"El timo"

El supermercado abrió sus puertas al público a las ocho de la mañana, como de costumbre. Las cajeras se dirigían hacia sus puestos charlando animadamente y comentando las vivencias del día anterior. Las más jóvenes sustituían las vivencias por risitas, comentarios en voz baja y miradas de complicidad. La gente empezó a entrar y a coger carros para hacer la compra, por lo que en apenas quince minutos la actividad en el centro era ya frenética. Una viejecita con unos grandes lentes de culo de vaso peleaba por hacerse con una cesta colocada en una gran pila que había a la entrada. Después de luchar largamente la cesta cedió a su empuje y con sumo cuidado, como si tuviese miedo a tropezar, se dirigió al interior. Su imagen se perdió entre dos expositores abarrotados de comestibles.

La viejecita caminaba lentamente por los pasillos, acercando mucho la vista a los productos para ver su precio. Cada vez que lograba leer un cartel consultaba una lista que tenía en la mano. Acto seguido lo desechaba haciendo aspavientos con la mano diciendo “esto está más caro”.

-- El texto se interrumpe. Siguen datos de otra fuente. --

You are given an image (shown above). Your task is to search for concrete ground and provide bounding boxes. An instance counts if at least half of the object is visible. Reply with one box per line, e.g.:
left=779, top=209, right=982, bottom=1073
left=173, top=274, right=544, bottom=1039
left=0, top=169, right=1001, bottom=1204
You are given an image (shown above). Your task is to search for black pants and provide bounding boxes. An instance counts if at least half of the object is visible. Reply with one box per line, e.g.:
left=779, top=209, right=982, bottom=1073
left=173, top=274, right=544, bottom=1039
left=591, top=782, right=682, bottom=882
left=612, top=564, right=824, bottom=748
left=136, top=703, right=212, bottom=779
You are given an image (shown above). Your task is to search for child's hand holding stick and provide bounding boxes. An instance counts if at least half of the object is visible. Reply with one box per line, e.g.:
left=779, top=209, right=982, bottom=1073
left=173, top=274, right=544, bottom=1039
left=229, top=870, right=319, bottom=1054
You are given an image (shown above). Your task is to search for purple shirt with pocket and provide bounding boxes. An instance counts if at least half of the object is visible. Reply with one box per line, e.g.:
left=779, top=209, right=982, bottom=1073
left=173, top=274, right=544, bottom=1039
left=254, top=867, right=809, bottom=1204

Un joven se acercaba por el mismo pasillo, aunque en dirección contraria. Debía tener unos treinta años. Era muy alto y vestía cazadora militar y unos vaqueros raídos y descoloridos. Las botas, demasiado voluminosas, le daban un aspecto de Bigfoot. La viejecita se fijo en él y sonrió divertida.
 —Joven, por favor… —suplicó.
—Dígame, señora ¿En qué puedo serle útil?.
—Pues verá —contestó la viejecita. He sacado un billete de la cartera para pagar en caja y se me ha caído, yendo a parar debajo de este estante. ¿Podría ayudarme? Hace bastante tiempo que mi vista ha dejado de ser incluso aceptable.
—¿Aquí, abajo? Vamos a ver.

El joven se puso de rodillas, apoyó las manos en el suelo y bajó la cabeza para mirar por debajo del expositor. Le pareció ver el billete, aunque estaba bastante apartado. Se acostó en el suelo para que su brazo llegase más lejos y por fin pudo cogerlo. Ya lo tenía en la mano e iba a levantarse cuando vio que era de ¡doscientos euros! Se incorporó un poco y metió disimuladamente la mano en uno de los bolsillos de la cazadora.
—Ya lo he localizado. Ahora mismo se lo cojo —dijo mientras volvía a meter el brazo debajo del estante sacando el billete cogido entre los dedos índice y medio. Aquí tiene, buena mujer, su billete de cincuenta pavos sano y salvo.
—¡Oh, joven, muchas gracias! no sabe el favor que me ha hecho ¡Qué sería de nosotras sin gente tan bondadosa como usted!
—A mandar señora. Que tenga un buen día —respondió casi con una carcajada.

Poco después, en la cola de la caja, el joven sacaba los productos del carro y los ponía en la cinta transportadora.
—Ochenta y cinco con noventa —dijo mecánicamente la cajera. ¿Efectivo o tarjeta?
—Efectivo, efectivo —Y le dio un billete.

Mientras la cajera cobraba miró hacia la puerta de salida y allí estaba la viejecita, esta vez sin sus gafas de culo de vaso. Le sonreía y le saludaba mientras salía del establecimiento.

La boca del joven trazó una sonrisa de oreja a oreja y la saludó también. Mientras asentía no se dio cuenta de que la cajera le estaba diciendo algo.
—Disculpe, no la he oído ¿Qué me decía?
—Le decía que tendrá que darme otro billete o de lo contrario avisaré a seguridad. El billete de doscientos euros que me ha dado es falso.